Hospital dispute unsettled: 1 facility or 2 in Berkeley County? Trident, Roper can't agree, so issue will be resolved in court

The question over whether two competing hospitals should be built in Berkeley County is heading back to court.

Trident Health System and Roper St. Francis Healthcare said in a joint statement Thursday that they were unable settle the long-running dispute through mediation.

They did not say why talks broke down.

The last-ditch effort to resolve the issue out of court was announced in late April, about a week before the original trial was to begin on May 2. The mediation was held this week.

"The two parties did not reach an agreement," according to Thursday's brief statement.

The two large medical providers will now argue their cases before a state administrative law judge at a trial this year, probably in October. A ruling could take months, further delaying the start of construction.

The permitting dispute goes back to 2008, when Trident and Roper each proposed 50-bed hospitals that would sit about 12 miles apart and provide similar acute-care services.

Both providers have said they were attracted to the housing and population growth projected for Berkeley County.

Roper St. Francis has purchased land for its project in the Carnes Crossroads area, while Trident plans to expand its existing Moncks Corner medical center.

The state Department of Health and Environmental Control approved the two proposals in June 2009. Its reasoning was that the health care facilities would not compete with each other.

Trident immediately appealed the DHEC's decision, arguing in part that it was not financially feasible to have two hospitals so close together.

Roper officials countered by saying the population growth would enable both to make money.

The two health care providers released statements from their chief executive officers late Thursday.

David L. Dunlap, CEO of Roper St. Francis, said Roper "made a sincere effort to reach an agreement in mediation" and that he was "disappointed" the two sides could not come to terms.
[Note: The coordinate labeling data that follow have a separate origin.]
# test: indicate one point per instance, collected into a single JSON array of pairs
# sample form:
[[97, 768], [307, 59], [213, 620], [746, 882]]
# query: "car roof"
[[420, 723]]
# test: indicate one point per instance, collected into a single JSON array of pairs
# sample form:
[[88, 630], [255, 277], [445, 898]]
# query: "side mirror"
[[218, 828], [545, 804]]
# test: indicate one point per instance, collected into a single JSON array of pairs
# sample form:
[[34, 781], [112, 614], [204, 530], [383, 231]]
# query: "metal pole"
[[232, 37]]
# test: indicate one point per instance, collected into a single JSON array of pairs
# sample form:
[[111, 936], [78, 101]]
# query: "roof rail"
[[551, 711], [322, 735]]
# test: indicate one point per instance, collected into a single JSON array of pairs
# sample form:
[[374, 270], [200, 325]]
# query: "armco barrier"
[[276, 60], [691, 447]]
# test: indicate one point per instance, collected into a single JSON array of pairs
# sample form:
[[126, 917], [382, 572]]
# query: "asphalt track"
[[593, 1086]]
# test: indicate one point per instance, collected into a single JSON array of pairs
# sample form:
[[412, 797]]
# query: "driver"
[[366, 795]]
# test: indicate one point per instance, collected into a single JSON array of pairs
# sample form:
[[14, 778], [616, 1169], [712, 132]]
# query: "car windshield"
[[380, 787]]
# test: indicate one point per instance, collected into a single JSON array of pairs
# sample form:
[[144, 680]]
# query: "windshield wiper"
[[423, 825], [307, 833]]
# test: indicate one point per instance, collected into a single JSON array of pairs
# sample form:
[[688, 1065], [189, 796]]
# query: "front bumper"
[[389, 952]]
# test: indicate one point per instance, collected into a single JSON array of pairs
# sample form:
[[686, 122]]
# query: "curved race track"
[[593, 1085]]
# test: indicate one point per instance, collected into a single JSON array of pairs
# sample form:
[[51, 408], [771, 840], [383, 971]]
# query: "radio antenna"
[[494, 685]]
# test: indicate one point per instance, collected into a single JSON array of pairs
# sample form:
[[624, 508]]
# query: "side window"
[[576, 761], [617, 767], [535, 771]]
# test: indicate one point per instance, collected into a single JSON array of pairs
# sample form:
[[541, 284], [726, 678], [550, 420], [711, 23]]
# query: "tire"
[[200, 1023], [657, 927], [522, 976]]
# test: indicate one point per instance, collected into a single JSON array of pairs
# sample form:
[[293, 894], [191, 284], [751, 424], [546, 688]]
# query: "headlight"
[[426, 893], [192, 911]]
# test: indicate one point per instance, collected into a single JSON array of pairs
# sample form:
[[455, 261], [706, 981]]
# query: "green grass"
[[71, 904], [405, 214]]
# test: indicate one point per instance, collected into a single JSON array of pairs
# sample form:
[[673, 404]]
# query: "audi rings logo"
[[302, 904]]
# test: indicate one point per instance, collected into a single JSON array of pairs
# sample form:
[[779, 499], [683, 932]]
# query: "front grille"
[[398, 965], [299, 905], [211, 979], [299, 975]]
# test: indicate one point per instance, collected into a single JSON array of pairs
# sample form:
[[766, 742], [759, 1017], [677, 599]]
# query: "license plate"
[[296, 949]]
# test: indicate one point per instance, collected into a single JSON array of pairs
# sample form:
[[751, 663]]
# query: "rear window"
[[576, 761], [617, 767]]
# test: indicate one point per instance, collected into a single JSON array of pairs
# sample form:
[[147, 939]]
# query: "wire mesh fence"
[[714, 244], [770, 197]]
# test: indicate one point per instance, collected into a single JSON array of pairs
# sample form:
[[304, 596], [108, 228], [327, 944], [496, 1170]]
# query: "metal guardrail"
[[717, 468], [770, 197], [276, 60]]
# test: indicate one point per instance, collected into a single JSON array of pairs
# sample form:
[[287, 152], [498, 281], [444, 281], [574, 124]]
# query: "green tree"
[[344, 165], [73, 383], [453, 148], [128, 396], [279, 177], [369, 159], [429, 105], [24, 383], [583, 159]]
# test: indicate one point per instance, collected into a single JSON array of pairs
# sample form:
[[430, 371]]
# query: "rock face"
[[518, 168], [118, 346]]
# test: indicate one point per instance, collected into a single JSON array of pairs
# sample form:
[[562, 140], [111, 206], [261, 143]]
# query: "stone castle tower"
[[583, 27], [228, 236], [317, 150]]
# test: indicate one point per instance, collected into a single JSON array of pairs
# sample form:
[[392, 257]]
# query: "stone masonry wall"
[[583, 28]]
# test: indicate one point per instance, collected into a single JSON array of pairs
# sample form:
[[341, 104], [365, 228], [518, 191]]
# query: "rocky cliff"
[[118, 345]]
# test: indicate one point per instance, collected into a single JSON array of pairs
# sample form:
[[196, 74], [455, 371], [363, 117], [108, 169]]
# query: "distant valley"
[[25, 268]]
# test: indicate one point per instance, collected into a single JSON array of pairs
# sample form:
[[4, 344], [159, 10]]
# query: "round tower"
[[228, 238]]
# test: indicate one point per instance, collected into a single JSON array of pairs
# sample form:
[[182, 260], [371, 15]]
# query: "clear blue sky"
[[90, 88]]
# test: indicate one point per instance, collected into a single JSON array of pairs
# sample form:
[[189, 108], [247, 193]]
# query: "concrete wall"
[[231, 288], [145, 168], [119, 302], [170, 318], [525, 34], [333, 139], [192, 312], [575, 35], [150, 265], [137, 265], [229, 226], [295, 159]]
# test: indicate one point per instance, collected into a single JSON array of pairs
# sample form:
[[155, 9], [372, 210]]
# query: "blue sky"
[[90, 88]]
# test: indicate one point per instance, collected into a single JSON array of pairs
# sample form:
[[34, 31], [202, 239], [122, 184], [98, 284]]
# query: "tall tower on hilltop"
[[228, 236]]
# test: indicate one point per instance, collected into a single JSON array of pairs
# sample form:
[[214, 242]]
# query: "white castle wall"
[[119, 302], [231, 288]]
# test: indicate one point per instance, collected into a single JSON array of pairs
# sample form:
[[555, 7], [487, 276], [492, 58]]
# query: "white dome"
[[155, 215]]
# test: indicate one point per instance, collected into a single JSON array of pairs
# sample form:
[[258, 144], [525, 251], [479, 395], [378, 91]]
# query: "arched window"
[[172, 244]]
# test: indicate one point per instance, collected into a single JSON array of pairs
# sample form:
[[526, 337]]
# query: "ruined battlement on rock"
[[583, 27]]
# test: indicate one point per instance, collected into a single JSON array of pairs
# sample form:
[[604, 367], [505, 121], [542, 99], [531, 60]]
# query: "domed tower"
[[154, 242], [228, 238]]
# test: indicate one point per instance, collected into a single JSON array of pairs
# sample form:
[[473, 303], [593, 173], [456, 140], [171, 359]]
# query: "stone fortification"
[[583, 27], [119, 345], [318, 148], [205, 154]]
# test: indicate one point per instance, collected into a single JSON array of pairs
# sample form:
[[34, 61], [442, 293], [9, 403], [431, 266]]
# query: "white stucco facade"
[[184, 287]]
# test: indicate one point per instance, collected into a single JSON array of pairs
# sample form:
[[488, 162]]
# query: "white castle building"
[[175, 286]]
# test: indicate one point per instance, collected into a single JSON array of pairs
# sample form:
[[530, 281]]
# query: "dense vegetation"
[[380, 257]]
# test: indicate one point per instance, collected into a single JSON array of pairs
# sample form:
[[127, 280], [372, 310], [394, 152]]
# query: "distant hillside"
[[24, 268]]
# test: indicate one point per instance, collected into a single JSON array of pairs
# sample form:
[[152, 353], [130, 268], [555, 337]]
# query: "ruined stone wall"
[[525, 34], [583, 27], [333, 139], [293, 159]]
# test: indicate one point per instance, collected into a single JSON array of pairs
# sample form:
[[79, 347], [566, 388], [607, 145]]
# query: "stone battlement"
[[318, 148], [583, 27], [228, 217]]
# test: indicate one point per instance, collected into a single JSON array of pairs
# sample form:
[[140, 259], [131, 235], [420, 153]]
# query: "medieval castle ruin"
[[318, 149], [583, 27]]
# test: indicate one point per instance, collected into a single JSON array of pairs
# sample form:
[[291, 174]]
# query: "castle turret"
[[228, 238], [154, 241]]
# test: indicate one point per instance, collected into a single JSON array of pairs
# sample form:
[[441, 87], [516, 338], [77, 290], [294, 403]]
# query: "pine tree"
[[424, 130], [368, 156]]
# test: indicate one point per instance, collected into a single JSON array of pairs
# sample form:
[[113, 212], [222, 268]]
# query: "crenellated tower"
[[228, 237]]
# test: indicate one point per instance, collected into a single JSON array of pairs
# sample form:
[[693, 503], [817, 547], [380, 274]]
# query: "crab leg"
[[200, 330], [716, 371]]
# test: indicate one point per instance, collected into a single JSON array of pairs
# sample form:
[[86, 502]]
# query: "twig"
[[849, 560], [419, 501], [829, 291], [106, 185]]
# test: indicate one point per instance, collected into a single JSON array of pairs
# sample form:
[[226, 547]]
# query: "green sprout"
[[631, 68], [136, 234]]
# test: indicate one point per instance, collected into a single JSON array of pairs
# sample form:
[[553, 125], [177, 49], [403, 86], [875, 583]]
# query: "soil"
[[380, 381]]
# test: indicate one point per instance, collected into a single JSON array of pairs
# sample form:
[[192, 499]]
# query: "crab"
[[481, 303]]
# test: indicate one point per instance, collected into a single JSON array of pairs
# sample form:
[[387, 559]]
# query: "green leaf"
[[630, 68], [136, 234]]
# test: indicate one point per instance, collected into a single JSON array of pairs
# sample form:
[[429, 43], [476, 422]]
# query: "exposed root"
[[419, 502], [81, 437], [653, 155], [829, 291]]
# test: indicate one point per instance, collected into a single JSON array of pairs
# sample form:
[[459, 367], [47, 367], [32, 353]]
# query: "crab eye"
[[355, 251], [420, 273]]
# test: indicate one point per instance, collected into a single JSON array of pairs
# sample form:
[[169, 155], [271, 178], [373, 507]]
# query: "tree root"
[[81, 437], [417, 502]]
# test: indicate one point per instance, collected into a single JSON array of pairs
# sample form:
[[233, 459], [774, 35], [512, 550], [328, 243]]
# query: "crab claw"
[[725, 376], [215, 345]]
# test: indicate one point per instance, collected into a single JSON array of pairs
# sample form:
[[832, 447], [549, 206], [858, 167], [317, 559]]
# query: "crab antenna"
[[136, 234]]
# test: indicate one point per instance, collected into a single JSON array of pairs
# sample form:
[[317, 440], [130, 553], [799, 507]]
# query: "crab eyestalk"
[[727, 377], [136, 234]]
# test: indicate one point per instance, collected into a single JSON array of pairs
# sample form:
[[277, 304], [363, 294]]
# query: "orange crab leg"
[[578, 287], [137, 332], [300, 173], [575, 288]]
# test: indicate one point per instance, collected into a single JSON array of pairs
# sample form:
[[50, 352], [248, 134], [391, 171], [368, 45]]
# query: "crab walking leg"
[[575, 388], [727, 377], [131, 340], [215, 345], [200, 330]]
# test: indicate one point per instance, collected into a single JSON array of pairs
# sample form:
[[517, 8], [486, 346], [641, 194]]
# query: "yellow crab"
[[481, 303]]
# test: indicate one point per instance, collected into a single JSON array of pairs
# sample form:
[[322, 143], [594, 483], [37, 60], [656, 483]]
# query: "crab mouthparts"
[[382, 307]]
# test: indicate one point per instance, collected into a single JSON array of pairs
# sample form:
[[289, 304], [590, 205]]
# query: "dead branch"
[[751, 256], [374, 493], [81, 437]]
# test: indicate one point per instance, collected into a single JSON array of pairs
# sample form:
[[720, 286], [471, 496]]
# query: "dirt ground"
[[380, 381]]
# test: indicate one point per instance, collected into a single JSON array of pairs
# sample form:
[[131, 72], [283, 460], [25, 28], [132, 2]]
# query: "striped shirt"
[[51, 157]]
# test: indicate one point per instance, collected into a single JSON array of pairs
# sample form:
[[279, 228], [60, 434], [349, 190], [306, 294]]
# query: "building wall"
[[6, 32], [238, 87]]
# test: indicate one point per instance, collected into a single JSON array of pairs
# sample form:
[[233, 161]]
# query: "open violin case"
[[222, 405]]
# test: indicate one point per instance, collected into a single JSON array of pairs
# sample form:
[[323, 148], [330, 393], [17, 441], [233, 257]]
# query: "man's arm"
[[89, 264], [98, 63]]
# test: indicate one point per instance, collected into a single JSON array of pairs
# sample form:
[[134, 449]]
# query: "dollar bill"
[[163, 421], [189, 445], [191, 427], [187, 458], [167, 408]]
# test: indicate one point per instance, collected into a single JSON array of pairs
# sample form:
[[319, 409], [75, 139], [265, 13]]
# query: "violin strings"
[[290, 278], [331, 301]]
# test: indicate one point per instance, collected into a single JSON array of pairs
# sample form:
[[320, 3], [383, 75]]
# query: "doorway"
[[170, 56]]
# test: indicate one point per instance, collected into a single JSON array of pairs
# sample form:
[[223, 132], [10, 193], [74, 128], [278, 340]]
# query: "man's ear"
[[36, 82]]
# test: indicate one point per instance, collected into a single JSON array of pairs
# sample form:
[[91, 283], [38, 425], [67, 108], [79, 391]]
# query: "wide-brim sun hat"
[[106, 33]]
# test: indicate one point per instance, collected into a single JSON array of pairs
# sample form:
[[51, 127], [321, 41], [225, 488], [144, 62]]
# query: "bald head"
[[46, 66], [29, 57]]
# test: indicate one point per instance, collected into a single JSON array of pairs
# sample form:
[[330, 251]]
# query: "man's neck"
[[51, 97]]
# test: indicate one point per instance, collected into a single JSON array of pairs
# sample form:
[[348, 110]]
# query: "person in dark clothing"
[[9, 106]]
"We expect the trial to begin in late October of this year and we remain optimistic that our position will prevail in the court system," Dunlap said. "We agree that the DHEC decision to approve both hospitals was correct, and we believe that the people in Berkeley County agree with that decision as well."

Trident CEO Todd Gallati said, "Unfortunately we were unable to come to an agreement during mediation, however, we look forward to presenting our case at trial. We feel the location of our hospital best meets the needs of Berkeley County residents."